|
|
|
|
|
by fifilura
355 days ago
|
|
I am not familiar with the Itanium story and I don't know who to ask. But it seems to me like this would be a safe space to experiment. With heuristics and pragmas as a fallback. Because with the right approach solutions would mostly be better than not doing anything. And you could do it in runtime when you know the size of the input. And what about applying the logic to places where you can see that the loop will end? I believe query planners in for example Trino/BigQuery do this already? |
|
https://en.wikipedia.org/wiki/Itanium#Market_reception
> A compiler must attempt to find valid combinations of instructions that can be executed at the same time, effectively performing the instruction scheduling that conventional superscalar processors must do in hardware at runtime.
> In an interview, Donald Knuth said "The Itanium approach...was supposed to be so terrific—until it turned out that the wished-for compilers were basically impossible to write."[222]

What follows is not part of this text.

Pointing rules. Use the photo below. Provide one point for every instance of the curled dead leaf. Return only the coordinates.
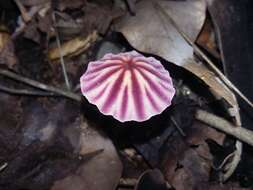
(72, 47)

There were lots of people but the gist of it is that scheduling auto-optimization is not really possible to do statically at compile time and too much overhead to attempt to do generically at run time. In this case it was instruction parallelism, but the same fundamental issues apply to this kind of auto loop idea.
> I believe query planners in for example Trino/BigQuery do this already?
That is completely different from trying it on every for loop in a program. They do it at the broader task level to determine how much parallelism will help.